No. 5: Evergreen content
Where I work, the word “evergreen” brings groans from
reporters. It describes the stories you have to do to fill the paper during
holidays, when most everyone else is off and the news is slow.
On the web, it means something much more
different.
It’s not filler, but rather
useful features that people may return to repeatedly.
But unlike holiday news features, which editors clamor for and
demand, selling evergreen web content can be difficult in newsrooms that still
focus on the print product.
“Why are you wasting your time on that?” you might
here.
After all, evergreen content on
the web may not translate into stories for print.
Yet as we explore
Rob Curley’s seven steps to improve our
delivery of news, we learn evergreen content is important.

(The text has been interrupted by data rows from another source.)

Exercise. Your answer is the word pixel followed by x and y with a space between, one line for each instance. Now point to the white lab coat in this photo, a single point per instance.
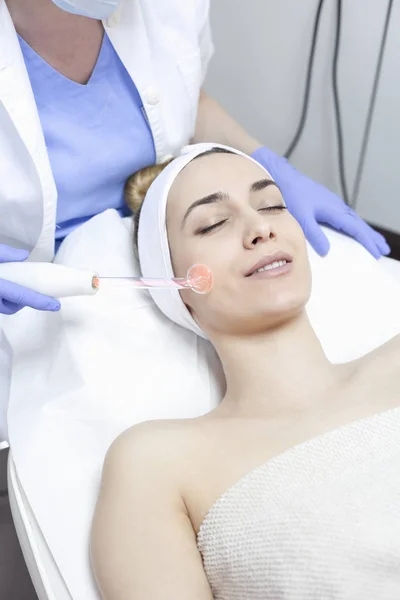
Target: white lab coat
pixel 165 47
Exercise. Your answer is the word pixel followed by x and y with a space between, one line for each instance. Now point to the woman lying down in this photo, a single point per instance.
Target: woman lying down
pixel 290 489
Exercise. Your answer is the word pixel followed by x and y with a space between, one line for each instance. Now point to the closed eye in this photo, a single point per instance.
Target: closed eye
pixel 210 228
pixel 272 208
pixel 206 230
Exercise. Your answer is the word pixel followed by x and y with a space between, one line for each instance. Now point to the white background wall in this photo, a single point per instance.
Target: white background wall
pixel 258 74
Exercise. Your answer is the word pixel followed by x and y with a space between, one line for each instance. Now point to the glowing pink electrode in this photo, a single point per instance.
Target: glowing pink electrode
pixel 198 278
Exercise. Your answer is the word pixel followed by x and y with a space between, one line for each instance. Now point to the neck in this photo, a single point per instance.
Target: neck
pixel 279 371
pixel 69 43
pixel 43 18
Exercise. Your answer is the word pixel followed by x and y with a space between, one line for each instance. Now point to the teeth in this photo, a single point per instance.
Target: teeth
pixel 274 265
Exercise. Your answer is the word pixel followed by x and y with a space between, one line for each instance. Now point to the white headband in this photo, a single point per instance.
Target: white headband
pixel 153 247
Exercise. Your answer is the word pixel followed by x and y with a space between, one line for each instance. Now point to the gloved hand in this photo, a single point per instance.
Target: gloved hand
pixel 14 297
pixel 311 203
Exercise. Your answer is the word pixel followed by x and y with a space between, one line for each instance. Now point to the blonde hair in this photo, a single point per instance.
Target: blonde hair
pixel 136 189
pixel 138 184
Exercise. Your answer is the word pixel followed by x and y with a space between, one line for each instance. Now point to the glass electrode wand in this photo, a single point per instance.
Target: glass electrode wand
pixel 59 281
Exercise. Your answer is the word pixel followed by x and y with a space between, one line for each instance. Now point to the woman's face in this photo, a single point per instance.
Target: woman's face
pixel 223 211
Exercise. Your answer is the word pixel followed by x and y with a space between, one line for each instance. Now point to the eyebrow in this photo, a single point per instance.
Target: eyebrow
pixel 257 186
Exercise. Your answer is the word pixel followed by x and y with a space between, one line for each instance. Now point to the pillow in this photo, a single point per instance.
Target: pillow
pixel 103 363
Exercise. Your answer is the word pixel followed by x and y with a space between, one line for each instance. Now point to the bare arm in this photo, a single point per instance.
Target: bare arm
pixel 143 545
pixel 214 124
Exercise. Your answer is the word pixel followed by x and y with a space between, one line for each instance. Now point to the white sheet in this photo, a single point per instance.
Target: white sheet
pixel 84 375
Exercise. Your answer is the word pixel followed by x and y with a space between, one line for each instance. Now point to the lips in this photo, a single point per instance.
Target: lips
pixel 268 260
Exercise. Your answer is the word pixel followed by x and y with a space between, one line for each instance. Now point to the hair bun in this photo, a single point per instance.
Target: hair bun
pixel 138 184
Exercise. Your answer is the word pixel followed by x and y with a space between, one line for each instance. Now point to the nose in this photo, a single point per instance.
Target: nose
pixel 259 230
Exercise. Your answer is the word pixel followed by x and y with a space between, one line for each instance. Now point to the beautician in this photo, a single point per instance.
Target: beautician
pixel 93 90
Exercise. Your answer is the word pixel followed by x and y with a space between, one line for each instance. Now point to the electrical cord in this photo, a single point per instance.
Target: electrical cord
pixel 338 117
pixel 336 102
pixel 371 108
pixel 310 68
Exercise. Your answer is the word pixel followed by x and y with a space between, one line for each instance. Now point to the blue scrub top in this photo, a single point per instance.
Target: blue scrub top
pixel 96 135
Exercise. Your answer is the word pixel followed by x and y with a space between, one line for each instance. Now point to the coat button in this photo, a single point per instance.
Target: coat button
pixel 113 21
pixel 165 158
pixel 152 96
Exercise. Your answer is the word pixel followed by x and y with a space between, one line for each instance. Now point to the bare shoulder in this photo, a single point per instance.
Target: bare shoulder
pixel 386 356
pixel 382 366
pixel 158 448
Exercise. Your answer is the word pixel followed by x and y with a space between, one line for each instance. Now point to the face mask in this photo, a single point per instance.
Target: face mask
pixel 95 9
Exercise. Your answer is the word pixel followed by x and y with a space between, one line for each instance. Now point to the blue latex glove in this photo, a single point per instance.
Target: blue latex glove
pixel 311 203
pixel 15 297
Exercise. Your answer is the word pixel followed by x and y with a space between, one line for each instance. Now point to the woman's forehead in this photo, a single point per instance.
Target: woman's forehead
pixel 212 173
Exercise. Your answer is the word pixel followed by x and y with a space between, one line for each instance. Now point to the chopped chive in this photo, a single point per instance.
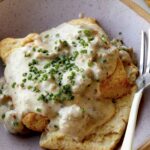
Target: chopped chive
pixel 46 36
pixel 38 110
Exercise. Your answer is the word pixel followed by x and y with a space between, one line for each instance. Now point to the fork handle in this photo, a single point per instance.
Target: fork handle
pixel 128 139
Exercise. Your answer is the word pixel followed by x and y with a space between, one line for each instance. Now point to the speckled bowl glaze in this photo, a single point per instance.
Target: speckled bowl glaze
pixel 20 17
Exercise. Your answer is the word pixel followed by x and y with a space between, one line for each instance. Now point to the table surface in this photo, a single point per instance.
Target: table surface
pixel 18 18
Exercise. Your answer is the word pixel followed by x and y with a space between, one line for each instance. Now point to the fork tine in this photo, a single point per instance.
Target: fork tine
pixel 148 53
pixel 142 53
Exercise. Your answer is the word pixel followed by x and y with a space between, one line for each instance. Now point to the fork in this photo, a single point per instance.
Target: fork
pixel 142 82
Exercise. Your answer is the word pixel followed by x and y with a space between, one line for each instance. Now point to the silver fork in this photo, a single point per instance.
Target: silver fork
pixel 142 82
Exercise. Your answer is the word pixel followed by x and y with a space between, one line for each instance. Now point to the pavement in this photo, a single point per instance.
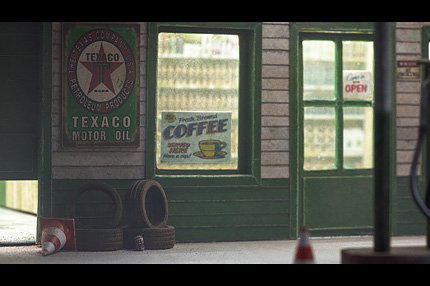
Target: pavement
pixel 325 250
pixel 17 228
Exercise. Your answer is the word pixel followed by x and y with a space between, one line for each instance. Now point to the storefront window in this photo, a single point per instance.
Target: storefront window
pixel 197 101
pixel 337 99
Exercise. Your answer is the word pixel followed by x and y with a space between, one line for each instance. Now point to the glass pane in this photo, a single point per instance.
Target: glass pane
pixel 318 70
pixel 319 138
pixel 197 101
pixel 358 137
pixel 357 70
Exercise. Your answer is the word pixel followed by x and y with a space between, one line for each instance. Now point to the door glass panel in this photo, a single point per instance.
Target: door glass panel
pixel 197 101
pixel 357 70
pixel 319 138
pixel 358 137
pixel 318 70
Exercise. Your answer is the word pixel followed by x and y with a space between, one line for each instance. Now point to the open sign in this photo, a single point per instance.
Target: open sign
pixel 357 84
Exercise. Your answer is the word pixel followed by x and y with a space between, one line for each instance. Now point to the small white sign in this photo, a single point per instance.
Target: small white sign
pixel 357 84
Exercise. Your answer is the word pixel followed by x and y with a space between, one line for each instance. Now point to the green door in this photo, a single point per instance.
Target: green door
pixel 336 133
pixel 20 99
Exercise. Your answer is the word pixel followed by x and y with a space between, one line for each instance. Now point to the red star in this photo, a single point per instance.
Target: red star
pixel 101 70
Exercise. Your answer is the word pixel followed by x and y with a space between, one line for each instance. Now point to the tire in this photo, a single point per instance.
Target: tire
pixel 99 239
pixel 146 204
pixel 110 191
pixel 153 238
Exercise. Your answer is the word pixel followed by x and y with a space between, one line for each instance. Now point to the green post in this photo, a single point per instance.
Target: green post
pixel 383 109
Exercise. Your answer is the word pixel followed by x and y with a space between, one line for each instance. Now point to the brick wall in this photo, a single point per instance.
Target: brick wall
pixel 408 47
pixel 275 101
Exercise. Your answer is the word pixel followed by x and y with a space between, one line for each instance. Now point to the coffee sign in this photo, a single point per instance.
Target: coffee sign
pixel 195 137
pixel 100 85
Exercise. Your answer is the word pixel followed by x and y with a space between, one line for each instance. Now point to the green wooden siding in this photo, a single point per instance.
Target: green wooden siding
pixel 207 213
pixel 20 97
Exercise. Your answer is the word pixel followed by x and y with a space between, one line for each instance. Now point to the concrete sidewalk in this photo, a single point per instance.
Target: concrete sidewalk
pixel 19 229
pixel 326 251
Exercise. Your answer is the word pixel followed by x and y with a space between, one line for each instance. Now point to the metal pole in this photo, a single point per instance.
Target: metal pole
pixel 383 108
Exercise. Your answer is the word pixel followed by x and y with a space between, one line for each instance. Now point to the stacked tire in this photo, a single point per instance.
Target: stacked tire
pixel 106 236
pixel 147 213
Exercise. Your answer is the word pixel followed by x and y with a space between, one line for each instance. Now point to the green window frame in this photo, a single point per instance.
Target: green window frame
pixel 337 105
pixel 249 108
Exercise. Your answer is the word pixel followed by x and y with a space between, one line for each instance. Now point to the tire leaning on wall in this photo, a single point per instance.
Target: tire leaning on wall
pixel 104 237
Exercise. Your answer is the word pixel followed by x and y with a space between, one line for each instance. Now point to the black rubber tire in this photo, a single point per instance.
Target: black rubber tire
pixel 99 239
pixel 146 204
pixel 101 186
pixel 153 238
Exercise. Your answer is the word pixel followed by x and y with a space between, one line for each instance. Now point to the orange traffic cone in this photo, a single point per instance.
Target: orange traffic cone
pixel 57 234
pixel 304 253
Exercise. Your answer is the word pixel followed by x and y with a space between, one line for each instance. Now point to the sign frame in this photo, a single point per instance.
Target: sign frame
pixel 100 102
pixel 196 138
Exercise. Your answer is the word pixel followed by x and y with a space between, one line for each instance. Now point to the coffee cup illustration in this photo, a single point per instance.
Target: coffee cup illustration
pixel 211 149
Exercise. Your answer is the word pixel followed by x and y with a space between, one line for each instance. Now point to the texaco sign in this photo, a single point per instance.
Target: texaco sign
pixel 100 85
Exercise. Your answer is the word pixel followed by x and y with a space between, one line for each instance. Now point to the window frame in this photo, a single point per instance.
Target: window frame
pixel 248 172
pixel 339 103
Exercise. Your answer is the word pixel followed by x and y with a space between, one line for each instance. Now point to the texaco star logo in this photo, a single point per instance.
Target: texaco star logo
pixel 101 71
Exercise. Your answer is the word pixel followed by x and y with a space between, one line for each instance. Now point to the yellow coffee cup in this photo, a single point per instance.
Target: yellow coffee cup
pixel 211 148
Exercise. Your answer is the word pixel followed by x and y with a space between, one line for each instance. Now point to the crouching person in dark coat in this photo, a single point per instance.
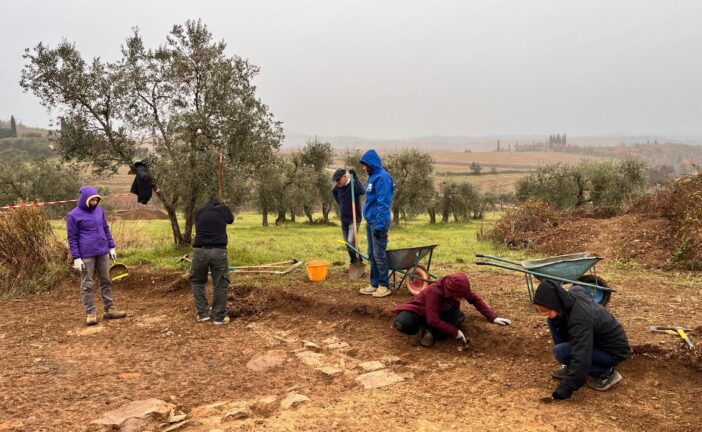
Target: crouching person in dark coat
pixel 436 311
pixel 210 254
pixel 588 341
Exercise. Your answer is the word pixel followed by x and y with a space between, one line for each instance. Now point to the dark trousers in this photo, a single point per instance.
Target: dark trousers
pixel 347 232
pixel 602 362
pixel 203 261
pixel 409 322
pixel 377 257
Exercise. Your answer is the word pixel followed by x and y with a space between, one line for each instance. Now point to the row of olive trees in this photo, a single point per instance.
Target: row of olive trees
pixel 291 185
pixel 604 184
pixel 298 184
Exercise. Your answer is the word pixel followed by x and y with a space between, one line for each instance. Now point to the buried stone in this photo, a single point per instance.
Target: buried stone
pixel 137 412
pixel 264 361
pixel 378 379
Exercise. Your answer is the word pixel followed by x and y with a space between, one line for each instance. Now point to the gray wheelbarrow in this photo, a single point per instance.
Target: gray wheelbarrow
pixel 407 262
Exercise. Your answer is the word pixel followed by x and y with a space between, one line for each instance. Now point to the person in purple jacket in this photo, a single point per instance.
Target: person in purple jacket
pixel 91 245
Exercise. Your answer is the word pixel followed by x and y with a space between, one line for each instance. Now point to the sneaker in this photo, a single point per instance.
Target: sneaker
pixel 225 321
pixel 370 289
pixel 602 384
pixel 91 319
pixel 427 340
pixel 416 338
pixel 382 292
pixel 560 372
pixel 109 314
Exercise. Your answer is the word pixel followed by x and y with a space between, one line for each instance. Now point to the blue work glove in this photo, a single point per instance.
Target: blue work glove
pixel 380 234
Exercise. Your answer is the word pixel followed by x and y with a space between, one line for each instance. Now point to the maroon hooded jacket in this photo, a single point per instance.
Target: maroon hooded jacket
pixel 441 296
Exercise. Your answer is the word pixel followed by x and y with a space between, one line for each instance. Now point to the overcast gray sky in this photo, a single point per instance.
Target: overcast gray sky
pixel 389 69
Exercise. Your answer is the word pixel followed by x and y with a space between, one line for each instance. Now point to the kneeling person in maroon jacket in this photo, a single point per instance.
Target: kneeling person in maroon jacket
pixel 436 311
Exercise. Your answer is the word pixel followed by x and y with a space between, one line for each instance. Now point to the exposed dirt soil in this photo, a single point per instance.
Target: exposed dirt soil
pixel 629 237
pixel 56 379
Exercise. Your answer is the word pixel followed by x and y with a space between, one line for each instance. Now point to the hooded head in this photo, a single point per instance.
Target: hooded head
pixel 455 285
pixel 552 296
pixel 372 160
pixel 85 194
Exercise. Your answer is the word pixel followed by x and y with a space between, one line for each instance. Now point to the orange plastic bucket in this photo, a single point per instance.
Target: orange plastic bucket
pixel 317 270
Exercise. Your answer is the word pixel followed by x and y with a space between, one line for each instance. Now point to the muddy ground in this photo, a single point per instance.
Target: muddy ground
pixel 53 378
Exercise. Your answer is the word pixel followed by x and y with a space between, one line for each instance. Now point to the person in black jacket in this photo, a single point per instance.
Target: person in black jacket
pixel 210 254
pixel 588 341
pixel 342 196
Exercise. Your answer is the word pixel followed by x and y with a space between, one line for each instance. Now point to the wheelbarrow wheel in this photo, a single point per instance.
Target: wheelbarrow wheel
pixel 414 285
pixel 598 296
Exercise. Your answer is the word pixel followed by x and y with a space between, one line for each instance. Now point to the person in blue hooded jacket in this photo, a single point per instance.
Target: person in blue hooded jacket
pixel 376 211
pixel 91 245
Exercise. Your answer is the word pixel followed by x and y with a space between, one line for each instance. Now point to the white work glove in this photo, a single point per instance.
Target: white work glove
pixel 460 336
pixel 502 321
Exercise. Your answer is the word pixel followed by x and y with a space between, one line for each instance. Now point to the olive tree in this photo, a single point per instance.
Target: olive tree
pixel 412 171
pixel 190 104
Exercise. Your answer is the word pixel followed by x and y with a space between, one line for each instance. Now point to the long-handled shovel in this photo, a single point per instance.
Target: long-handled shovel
pixel 356 270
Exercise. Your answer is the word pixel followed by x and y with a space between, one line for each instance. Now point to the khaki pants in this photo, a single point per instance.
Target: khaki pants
pixel 102 265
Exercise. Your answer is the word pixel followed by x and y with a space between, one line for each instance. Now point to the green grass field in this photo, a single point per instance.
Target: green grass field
pixel 149 242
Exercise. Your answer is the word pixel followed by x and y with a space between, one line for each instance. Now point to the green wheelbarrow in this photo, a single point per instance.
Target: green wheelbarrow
pixel 413 263
pixel 570 269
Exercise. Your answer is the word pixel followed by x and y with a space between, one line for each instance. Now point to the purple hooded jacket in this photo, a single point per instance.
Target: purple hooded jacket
pixel 88 233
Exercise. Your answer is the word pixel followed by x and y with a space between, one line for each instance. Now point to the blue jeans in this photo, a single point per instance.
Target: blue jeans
pixel 377 257
pixel 347 232
pixel 602 363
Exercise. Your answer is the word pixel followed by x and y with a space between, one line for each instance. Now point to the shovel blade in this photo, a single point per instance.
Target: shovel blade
pixel 356 271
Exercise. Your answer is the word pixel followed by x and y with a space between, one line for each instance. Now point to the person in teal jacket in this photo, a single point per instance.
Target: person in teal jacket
pixel 376 211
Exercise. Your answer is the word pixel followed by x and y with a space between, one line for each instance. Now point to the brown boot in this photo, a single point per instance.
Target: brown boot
pixel 91 319
pixel 427 340
pixel 110 314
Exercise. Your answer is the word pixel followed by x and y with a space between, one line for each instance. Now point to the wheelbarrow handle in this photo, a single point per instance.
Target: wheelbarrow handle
pixel 541 276
pixel 492 257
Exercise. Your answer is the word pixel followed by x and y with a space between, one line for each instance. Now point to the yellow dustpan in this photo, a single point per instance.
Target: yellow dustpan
pixel 118 271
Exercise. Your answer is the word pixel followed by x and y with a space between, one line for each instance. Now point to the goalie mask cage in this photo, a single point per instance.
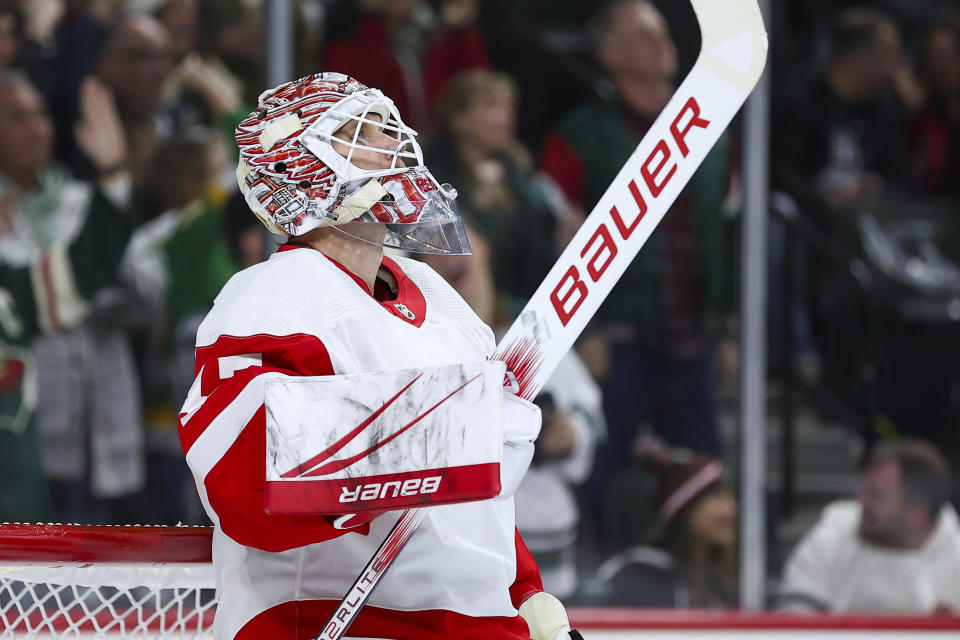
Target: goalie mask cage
pixel 77 581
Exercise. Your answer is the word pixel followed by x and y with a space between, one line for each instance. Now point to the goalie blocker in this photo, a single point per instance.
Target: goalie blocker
pixel 392 440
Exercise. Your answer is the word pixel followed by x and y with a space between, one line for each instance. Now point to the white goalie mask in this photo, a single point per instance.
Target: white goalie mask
pixel 295 180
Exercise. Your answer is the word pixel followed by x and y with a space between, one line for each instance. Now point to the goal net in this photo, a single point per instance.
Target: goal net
pixel 74 581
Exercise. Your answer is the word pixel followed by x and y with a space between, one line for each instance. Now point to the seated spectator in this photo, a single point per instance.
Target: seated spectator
pixel 838 133
pixel 547 514
pixel 896 548
pixel 405 49
pixel 84 369
pixel 476 150
pixel 691 557
pixel 934 128
pixel 670 315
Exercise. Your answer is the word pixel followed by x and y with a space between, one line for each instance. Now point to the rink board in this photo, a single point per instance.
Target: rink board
pixel 644 624
pixel 766 634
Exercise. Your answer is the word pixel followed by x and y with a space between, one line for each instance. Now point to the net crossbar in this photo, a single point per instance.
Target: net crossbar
pixel 72 581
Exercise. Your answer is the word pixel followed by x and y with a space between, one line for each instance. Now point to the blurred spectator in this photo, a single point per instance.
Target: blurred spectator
pixel 408 50
pixel 199 90
pixel 692 560
pixel 934 127
pixel 85 372
pixel 177 263
pixel 476 150
pixel 134 64
pixel 838 133
pixel 546 508
pixel 27 40
pixel 897 548
pixel 665 315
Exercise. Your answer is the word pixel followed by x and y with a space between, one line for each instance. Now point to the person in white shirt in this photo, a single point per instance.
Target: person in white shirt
pixel 895 549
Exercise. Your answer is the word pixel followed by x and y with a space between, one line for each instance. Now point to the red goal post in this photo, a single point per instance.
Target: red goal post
pixel 78 581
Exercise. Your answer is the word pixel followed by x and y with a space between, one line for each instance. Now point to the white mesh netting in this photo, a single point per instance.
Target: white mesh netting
pixel 81 597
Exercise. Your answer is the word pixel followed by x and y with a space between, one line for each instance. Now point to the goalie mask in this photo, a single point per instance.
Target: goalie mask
pixel 295 179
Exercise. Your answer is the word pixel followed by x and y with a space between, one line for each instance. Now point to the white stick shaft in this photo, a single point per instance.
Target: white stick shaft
pixel 733 54
pixel 730 63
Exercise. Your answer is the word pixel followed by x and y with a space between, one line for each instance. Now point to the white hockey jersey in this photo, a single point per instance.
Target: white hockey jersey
pixel 465 571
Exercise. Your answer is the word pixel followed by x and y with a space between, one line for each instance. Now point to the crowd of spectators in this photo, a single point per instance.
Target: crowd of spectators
pixel 120 221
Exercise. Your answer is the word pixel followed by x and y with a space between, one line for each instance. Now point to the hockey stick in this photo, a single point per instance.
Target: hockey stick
pixel 732 56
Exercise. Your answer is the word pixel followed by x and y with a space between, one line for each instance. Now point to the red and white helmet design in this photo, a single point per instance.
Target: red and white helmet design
pixel 295 180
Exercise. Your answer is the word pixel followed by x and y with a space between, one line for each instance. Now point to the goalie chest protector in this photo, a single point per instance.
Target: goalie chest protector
pixel 463 557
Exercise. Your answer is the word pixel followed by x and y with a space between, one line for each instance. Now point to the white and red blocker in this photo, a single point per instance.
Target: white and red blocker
pixel 384 440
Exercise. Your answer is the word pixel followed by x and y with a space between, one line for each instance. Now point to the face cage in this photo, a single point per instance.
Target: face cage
pixel 318 139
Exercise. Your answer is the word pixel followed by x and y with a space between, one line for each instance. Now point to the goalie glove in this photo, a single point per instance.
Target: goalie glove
pixel 546 618
pixel 521 426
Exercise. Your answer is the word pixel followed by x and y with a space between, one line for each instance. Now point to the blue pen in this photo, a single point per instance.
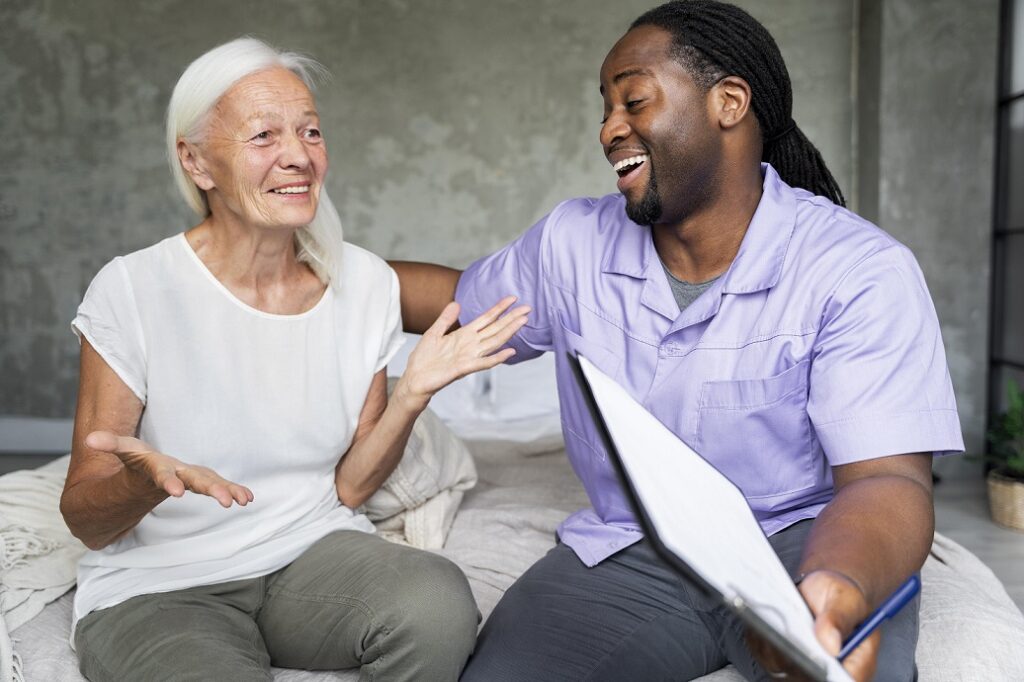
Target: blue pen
pixel 888 609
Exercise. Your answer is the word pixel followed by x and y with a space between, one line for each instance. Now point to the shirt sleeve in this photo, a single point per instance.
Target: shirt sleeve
pixel 109 320
pixel 879 383
pixel 393 338
pixel 518 270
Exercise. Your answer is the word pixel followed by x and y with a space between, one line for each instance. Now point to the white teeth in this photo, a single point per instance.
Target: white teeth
pixel 632 161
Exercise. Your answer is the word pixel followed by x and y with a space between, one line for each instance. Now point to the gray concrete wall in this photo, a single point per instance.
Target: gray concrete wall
pixel 452 125
pixel 935 169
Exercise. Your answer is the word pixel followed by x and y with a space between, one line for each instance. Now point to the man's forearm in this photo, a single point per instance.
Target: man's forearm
pixel 876 531
pixel 426 289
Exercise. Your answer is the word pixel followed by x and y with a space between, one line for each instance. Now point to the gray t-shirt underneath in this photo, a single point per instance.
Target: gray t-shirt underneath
pixel 686 292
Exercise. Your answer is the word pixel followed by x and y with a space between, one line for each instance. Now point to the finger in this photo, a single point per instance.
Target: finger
pixel 828 634
pixel 171 484
pixel 206 481
pixel 863 659
pixel 498 334
pixel 241 494
pixel 220 493
pixel 494 359
pixel 493 313
pixel 448 317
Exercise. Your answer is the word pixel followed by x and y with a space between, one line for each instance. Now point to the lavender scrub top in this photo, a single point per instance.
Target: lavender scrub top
pixel 819 346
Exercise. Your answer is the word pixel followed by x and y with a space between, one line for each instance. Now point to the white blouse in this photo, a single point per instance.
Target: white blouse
pixel 266 400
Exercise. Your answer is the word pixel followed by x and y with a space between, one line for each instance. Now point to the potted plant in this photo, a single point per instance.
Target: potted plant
pixel 1006 454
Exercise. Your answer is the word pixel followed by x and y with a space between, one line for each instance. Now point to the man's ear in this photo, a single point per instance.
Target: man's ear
pixel 189 157
pixel 731 99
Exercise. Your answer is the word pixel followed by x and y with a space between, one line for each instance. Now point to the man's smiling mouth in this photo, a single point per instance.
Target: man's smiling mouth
pixel 626 166
pixel 296 189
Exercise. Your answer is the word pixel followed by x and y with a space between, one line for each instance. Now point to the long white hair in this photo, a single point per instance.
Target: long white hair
pixel 201 86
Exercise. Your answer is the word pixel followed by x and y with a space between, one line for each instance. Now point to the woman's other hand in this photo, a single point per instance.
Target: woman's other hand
pixel 442 356
pixel 168 473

One big selling point of producing evergreen content is as a
training tool for the newsroom.
As you learn how to produce slideshows and video and other new tools of
the trade, picking an evergreen project provides a good tool for
experimentation.
You can play with
different features and techniques, and learn the skills you are going to have
to have someday – and sooner than you think – in a breaking news situation.
But with evergreens, there are no deadlines.
You can take your time and learn.
The Minneapolis Star Tribune does this with
a great feature called See-Saw”
(via
Melissa Worden’s X-Degree).
“The benefit of this evergreen content is that as it adds to
the community development of the site, it gives the newsroom a chance to learn
and play with multimedia projects and storytelling,” Worden writes.
You can see the kind of evergreens Rob Curley’s crew
provides for its hyperlocal
Loudoun Extra,
which includes a 250-year history
of the county.
At our site, we
decided to do an
interactive feature of our local art crawl, called “Final
Friday.” I can tell you, at first, we ran into some resistance while we were working on it.
But it provided a valuable training tool
that allowed me to be able to do multimedia for “more serious news” later.